Kelimeler çok önemli, o kadar önemli ki, dilimizi oluşturan kıymetli yapı taşı her tanesi. Sözcükler birbiri ardına sıralanır, bir dil oluşturur ve o dil konuşuldukça, konuşanların kimliğine, kişiliğine işler. Sözler özleri yansıtır. Sözünü kaybeden, özünü de kaybeder. Kişiler de toplumları oluşturur. Toplumlar ortak dille iletişim kurarken milletler oluşur. Milletten veya milletlerden de devletler kurulur. Bir devletin, milletin dili, o sebepledir ki çok özeldir. Deforme edilirse tıpkı özenle yapılan bir dondurmanın eriyip bulamaca dönmesi gibi, o da erir ve ne olduğu belirsiz bir bulamaç şeklini alıverir. Dilimizi korumazsak, onu doğru konuşup yazıya da doğru aktarmazsak ve kelimelerin ifade ettiği anlamları değiştirip saptırarak, bambaşka gereksiz ifadeler oluşturursak, dilimize büyük darbeler indirmiş oluruz. Bakıyorum da, her dönemin gençlerinde, ergenlerinde yeni kalıplar kullanılıp duruyor. Mesela “atar yapmak” diye bir kalıp yoktu yıllar önce ama şimdi ben dahil herkesin dilinde. Onun yerine “sinirlenmek, tepkisel olmak” denilebilir pekâlâ. Mesela en son çıkan bir lâf var. Düşmek. Yeni kullanımdaki yeri, sevmek, hayran olmak olsa gerek. Ben de tam bilmiyorum ama o anlamda kullanıldığını düşünüyorum. Bir fotoğrafın altına yazılan yorumlara bakmıştım bir gün. Alt alta “Düştümm” yazıyor herkes. Şok geçirdim. İlk olarak “hı? Düşmek?” diyerek şaşırdım. Mesela bir de şöyle bir ifade var: “Ayşe’nin saçının rengine düşmeyen de ne biliyim” Yeni yeni saçma sapan kalıplar! Ben hiçbir zaman türetilen saçma ifadeleri dilime taşımadım ve hep olması gereken Türkçe ifadeler ile konuştum. Keşke herkes önem verse dilimize, onun özgün çizgisini korusa, bunu önemsese ve buna emek verebilse….

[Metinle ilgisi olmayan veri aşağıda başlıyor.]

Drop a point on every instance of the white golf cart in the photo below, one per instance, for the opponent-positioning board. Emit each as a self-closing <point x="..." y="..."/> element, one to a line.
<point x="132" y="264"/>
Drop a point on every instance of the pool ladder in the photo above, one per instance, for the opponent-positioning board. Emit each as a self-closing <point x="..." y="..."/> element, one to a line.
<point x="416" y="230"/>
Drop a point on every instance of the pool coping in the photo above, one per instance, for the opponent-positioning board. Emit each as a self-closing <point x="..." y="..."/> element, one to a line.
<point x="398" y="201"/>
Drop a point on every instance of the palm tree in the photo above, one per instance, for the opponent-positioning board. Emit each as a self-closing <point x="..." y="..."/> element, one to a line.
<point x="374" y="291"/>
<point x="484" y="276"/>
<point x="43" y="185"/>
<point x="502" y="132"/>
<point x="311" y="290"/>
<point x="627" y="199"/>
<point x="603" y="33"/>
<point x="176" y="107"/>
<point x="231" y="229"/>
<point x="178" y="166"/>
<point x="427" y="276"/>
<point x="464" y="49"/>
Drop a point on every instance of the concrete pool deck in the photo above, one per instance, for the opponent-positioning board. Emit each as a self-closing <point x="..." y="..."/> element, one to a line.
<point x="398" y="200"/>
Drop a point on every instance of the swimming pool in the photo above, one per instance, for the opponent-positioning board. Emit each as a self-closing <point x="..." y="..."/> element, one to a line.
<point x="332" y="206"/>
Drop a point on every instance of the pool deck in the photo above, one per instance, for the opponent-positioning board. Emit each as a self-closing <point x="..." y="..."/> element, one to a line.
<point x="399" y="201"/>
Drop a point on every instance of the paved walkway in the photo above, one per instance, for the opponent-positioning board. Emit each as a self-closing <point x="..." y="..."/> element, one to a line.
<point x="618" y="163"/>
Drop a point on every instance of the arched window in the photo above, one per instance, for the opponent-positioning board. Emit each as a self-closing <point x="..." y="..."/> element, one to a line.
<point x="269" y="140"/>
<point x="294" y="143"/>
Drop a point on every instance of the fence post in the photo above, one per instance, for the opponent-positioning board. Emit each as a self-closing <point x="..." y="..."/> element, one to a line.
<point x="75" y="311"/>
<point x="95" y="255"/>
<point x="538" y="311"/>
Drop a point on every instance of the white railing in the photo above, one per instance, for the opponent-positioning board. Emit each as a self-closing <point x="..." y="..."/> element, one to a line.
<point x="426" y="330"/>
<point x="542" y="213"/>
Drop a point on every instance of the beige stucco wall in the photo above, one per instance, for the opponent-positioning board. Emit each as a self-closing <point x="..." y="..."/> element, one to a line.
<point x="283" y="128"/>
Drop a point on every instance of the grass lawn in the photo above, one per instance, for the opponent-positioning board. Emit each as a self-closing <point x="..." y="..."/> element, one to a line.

SESSİZ NOTALARIN FISILTISI

Herkesin bir hikâyesi, kusuru, kaygısı, hüznü, zorlukları, gizledikleri, açlık çektikleri vardır bu hayatta. Kimse mükemmel değildir, olamaz da. Farklı bedenlere bürünen bambaşka ruhların çınlattıkları kendince kendine anlamlı notalar vardır. Bu notaları içten içten söylerler ama duyulması zordur. Çünkü onları sadece katılşıksızca dinleyen duyar. Ruha ruh saflığıyla değmeyenin ruhunda yara olanları anlaması imkansızdır. Yara, tendeyken acıtır ama ruhun yarası bambaşkadır. Ve şöyle ki, aslında yarasız ruhun sayısı da çok değil sanki. Beden iyi bir kamuflajdır buna zira. Saklar yaraları, eksik ihtiyaçları. Ağız konuşmak, anlaşmak işlevini görür bedende ama görmeye yarayan gözler, iyi bakmayı bilene çok şey söyler. Gözün dili yoktur, ifadesi vardır. O da ruhun göze aktarımıdır. Ağız güler de, göz, ruh gerçekten mutlu değilse gülmez nihayetinde.

DÖNGÜNÜN RÜZGÂRI

Hayatın dinamiğinde evrilir insan. Dünü bugününe, bugünü yarınına uymaz. Gecesi gündüzünden, gündüzü gecesinden farklıdır. Gün geçtikçe çemberinden geçtiği her duyguyla, her deneyimle değişir insan. Değiştikçe belki de kendi özüne yaklaşır. Hayatın rüzgârları onun ham hâline savura savura özüne ulaştırır. Başımıza gelen her şeyin belki de bir sebebi var. Ve eğer bir şey, sebebine hizmet etmek için doğuyorsa, o şey bittiğinde sebebini de gerçekleştirmiş demektir. İnsanoğlu olmak kolay değil. Acısıyla, tatlısıyla, korkusuyla, kaygısıyla, sevinciyle, neşesiyle sınandığımız ve sınandıkça olgunlaştığımız bir döngünün içindeyiz hepimiz. Döngünün eline teslim, o ellerin etkisiyle şekillenen birer hamur gibiyiz her birimiz. Hamurumuz döndükçe, o eller bize etki ettikçe şeklimizi bulacağız ve o şekille bu dünyaya iz bırakacağız.